I have tested all my systems developed in Delphi (in Windows XP) on Wine (OpenSuse Linux) and they work perfectly. My question is: should I start distributing my systems (on a local basis that I can support) as Wine ready or are there other issues I should take into account?
You could do what Google does and package Wine with the application. That way there's no fear that Wine will change something in the future and prevent your app from working.
Yes it would be a good idea. All that can help communication between the worlds of Linux and Windows is a plus. It would be even better if you can have your code compile natively in Linux.
Personally, I'd love to see apps available that are 'pre'-crossplatform like you've described.
@Mark's answer is also a good idea: distributing a statically-linked edition of Wine, while it would make your product bigger, would ensure that it will run, even if a newer edition exists that breaks something (I'm reminded of places that ship their 'own' JRE to ensure their tool runs correctly).

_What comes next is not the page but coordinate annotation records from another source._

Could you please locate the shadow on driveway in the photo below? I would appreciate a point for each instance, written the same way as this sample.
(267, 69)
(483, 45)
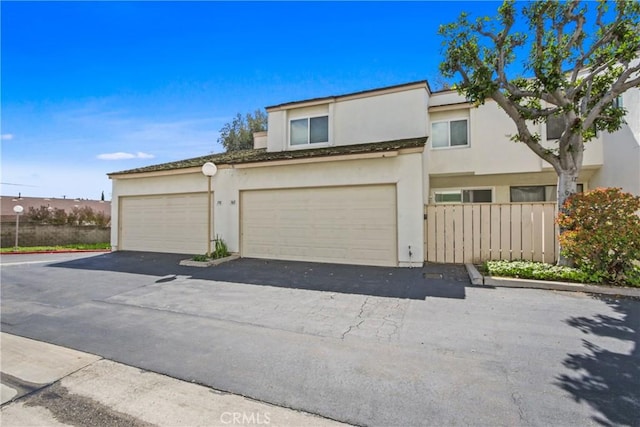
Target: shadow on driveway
(608, 381)
(430, 280)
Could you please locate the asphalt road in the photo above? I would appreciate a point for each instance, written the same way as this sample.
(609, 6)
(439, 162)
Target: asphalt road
(366, 346)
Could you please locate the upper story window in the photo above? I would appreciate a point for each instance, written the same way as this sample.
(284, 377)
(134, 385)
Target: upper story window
(450, 133)
(309, 130)
(617, 102)
(555, 127)
(479, 195)
(536, 193)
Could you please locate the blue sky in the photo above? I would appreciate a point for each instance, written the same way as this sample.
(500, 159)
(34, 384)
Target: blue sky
(90, 88)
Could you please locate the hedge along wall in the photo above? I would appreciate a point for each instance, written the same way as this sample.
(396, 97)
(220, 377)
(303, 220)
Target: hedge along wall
(51, 235)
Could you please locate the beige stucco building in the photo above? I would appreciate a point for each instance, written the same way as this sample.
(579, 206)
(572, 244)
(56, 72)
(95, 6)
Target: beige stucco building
(345, 178)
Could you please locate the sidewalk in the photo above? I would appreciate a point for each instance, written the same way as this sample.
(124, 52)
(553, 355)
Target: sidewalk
(44, 384)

Maybe there should be a move made in the Wine community to have "made for Wine" stickers/logos available?
I would post a notice that your application has been certified to work with WINE version whatever, and that it may or may not work with other versions of WINE. You should consider testing your application with the beta and rc versions of wine to ensure they will remain compatible during release cycles.
It is simple enough to sandbox you WINE installations.

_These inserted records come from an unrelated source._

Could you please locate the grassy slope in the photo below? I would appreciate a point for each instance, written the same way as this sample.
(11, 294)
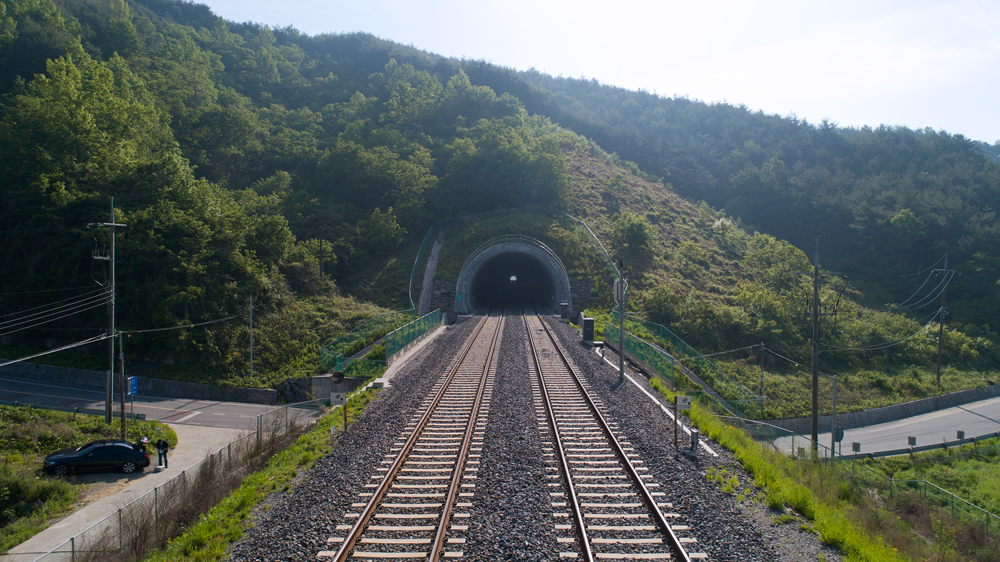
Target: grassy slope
(29, 500)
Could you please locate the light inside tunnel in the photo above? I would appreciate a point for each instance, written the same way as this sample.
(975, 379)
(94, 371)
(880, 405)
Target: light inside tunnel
(513, 278)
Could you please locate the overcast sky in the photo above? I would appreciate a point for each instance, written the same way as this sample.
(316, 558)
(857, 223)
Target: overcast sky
(918, 63)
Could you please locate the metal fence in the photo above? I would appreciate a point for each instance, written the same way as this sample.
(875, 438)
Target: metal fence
(716, 384)
(401, 338)
(862, 477)
(121, 531)
(338, 354)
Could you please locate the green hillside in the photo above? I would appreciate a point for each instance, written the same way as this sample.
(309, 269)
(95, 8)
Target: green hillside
(235, 152)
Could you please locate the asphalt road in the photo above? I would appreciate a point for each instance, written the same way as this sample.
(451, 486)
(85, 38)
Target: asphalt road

Getting your application to build with Free Pascal and Lazarus would be a huge gain on Linux systems, at the cost of some pain to you.
You should list Wine as a supported platform, say which version of Wine you've tested with, and ask to get added to the list of apps that support wine at http://wiki.winehq.org/AppsThatSupportWine
IF you application runs in Wine, can you not try compiling it natively and linking against the winelib?